Saturday, March 16, 2019

 Kitchen Daily

"All these, though are relatively important. There are only three things I need, to make my kitchen a pleasant one as long as it is clean. First, I need space enough to get a good simple for six people. Then, I need a window or two, for clear air and a sight of things growing. Most of all I need to be let alone. I need peace." – Fisher, from "Sing of Dinner in a Dish"




Squash is Peace


There was sitting at the end of deep green granite countertop a fine salmon sandwich that I made two hours ago – it was a fine slab of salmon from a night ago (salmon saves for a day so well!), two cut pieces of a Tuscan rubbed cowmilk cheese and a few shreds of arugula and micro greens. My daughter must have passed on the sandwich and let it set as she headed out the door. I was tempted to take it for myself. I had exactly the same sandwich for lunch and therefore knew that it would work just dandy as a substitute for what I would choose to cook otherwise.

But it was Friday night, I was alone, the sun still shone out onto the concrete courtyard that lay right outside the sliding glass door in which, only a few steps across, hung on the side of the garage facing me, a stone mural of the sun still held a slight turquoise gleam at its sunray tips. What had tempted me to wrap the sandwich and begin to unpack the refrigerated ingredients was not appetite, but a very basic need to get some work done in the kitchen.

Have you had this feeling come over you? Sometimes I am left to wonder after a particularly fast and anxious day or, for that matter, a long relatively dull day, how else are urban moderns really ever supposed to get our hands dirty, so to speak, in our days?

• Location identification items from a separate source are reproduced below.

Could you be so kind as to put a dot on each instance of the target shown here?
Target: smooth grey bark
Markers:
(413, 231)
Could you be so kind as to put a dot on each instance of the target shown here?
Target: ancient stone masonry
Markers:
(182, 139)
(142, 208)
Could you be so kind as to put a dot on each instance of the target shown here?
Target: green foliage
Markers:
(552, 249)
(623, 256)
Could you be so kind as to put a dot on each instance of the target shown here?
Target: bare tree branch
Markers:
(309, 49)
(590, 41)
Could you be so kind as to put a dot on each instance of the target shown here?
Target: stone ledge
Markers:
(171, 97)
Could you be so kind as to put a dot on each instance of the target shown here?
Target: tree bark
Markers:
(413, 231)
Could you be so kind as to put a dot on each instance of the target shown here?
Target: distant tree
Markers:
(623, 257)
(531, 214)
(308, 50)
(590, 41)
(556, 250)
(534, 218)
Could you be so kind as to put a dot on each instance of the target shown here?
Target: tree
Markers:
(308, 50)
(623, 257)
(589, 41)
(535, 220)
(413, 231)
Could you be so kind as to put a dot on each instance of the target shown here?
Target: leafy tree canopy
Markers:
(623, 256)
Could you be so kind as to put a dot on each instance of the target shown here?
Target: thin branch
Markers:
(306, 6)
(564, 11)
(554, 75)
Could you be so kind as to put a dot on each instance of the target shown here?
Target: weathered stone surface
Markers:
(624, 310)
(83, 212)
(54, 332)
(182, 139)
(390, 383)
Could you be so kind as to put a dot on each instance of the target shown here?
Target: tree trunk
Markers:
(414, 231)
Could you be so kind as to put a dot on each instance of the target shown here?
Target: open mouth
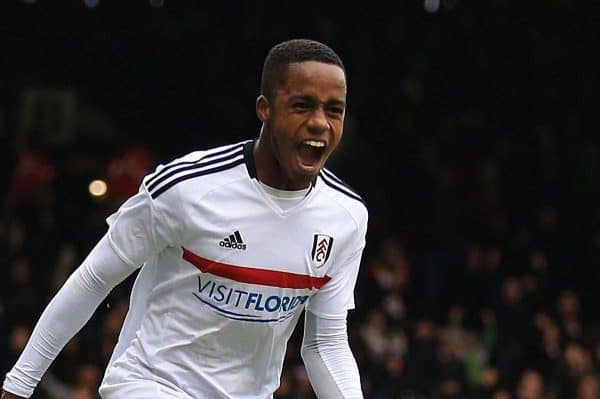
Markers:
(311, 153)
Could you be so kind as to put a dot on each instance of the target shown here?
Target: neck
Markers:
(268, 169)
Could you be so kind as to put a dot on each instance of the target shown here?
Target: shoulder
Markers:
(344, 196)
(214, 166)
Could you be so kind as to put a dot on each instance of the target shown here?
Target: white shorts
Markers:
(132, 382)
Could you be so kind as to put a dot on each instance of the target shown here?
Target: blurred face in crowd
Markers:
(531, 386)
(302, 124)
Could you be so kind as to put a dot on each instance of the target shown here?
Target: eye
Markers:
(336, 111)
(301, 105)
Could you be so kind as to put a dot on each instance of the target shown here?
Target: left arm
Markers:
(330, 366)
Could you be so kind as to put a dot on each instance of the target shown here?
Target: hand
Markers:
(8, 395)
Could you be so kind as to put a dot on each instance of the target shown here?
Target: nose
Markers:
(318, 121)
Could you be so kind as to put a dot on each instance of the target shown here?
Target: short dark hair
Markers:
(293, 51)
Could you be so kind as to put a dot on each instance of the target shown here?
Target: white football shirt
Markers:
(226, 274)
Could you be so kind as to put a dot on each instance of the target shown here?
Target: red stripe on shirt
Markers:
(251, 275)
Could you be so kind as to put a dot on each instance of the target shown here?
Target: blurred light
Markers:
(432, 5)
(97, 188)
(91, 3)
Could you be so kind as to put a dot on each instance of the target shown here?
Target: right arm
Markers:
(140, 228)
(65, 315)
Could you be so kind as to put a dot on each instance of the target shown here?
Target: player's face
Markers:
(303, 122)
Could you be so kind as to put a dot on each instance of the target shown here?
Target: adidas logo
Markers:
(234, 241)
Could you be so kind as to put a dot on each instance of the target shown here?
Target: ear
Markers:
(263, 108)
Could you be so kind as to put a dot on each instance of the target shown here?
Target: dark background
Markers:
(471, 133)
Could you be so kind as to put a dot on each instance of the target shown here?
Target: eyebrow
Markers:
(338, 102)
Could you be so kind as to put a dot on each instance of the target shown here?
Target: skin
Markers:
(309, 104)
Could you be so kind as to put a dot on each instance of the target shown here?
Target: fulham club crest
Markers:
(321, 249)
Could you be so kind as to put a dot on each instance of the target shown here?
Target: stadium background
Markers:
(472, 133)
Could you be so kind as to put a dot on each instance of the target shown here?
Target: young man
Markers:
(235, 242)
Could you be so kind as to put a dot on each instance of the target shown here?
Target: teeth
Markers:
(314, 143)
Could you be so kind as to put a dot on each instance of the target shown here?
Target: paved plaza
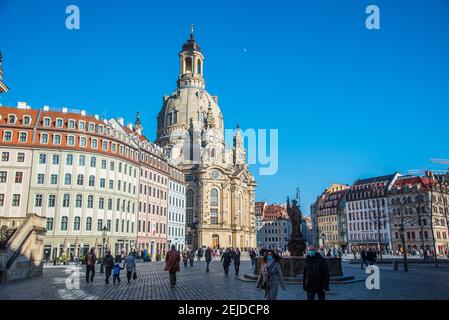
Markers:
(421, 282)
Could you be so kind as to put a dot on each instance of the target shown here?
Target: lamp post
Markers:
(104, 232)
(401, 232)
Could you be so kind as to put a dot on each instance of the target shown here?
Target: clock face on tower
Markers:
(214, 174)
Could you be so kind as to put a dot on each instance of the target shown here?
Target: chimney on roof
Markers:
(21, 105)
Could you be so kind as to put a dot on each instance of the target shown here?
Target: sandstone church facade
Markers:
(220, 194)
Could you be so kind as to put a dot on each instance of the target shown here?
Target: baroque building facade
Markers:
(220, 194)
(86, 176)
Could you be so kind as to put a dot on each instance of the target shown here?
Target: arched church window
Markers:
(188, 64)
(198, 66)
(214, 197)
(175, 116)
(189, 198)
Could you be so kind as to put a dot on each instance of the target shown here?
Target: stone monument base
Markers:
(292, 267)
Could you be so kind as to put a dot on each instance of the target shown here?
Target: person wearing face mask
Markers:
(316, 275)
(270, 276)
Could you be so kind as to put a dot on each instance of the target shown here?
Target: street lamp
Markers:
(401, 233)
(104, 232)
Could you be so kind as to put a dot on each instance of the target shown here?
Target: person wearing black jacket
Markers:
(108, 264)
(316, 275)
(226, 259)
(208, 256)
(236, 258)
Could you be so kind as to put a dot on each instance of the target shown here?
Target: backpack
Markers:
(89, 259)
(266, 277)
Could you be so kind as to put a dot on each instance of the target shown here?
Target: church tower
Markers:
(191, 64)
(220, 192)
(3, 87)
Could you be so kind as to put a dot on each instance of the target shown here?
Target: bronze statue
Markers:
(296, 243)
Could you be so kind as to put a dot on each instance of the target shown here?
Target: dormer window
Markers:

I can't imagine anyone really imagining that six hours of clicking away at the keyboard, or soaking our eyes over our laptop screens, or thumbing our texts, is considered real work, right? I prod at this question because I am one of them, cuddling up to my own screen as a brother, a lover, a business partner, daily.

I've noticed that at the witching hour of each of these days the draw to immerse inside the even larger screen of the TV is as enticing as the Homer's water sirens, singing to me 'come, sit down along the couch, have the phone next to you, watch till your heart's desire.' These siren songs cannot be an exclusive wooing as evidenced by the glimmering lights that shine through in blues and flashing reds along a good portion of the neighborhood down the street.

One must silence the siren, pack away the phone, and seek out a little sliver of peace as a kind of dreaming resistence. Hence, the packing away of the salmon sandwich into the refrigerator – an easy leftover for the following lunch, pour juicy pale ale (yes, Three Sheeps calls it this), and begin to unpack ingredients for what looks to be a promising recipe for Butternut Squash and Black Bean Chili, a nice vegetarian option for my daughter who I hope might come to the dinner table tomorrow night, see this fine bowl of chili towering with the slender pita chips, and wonder when I found time to make it.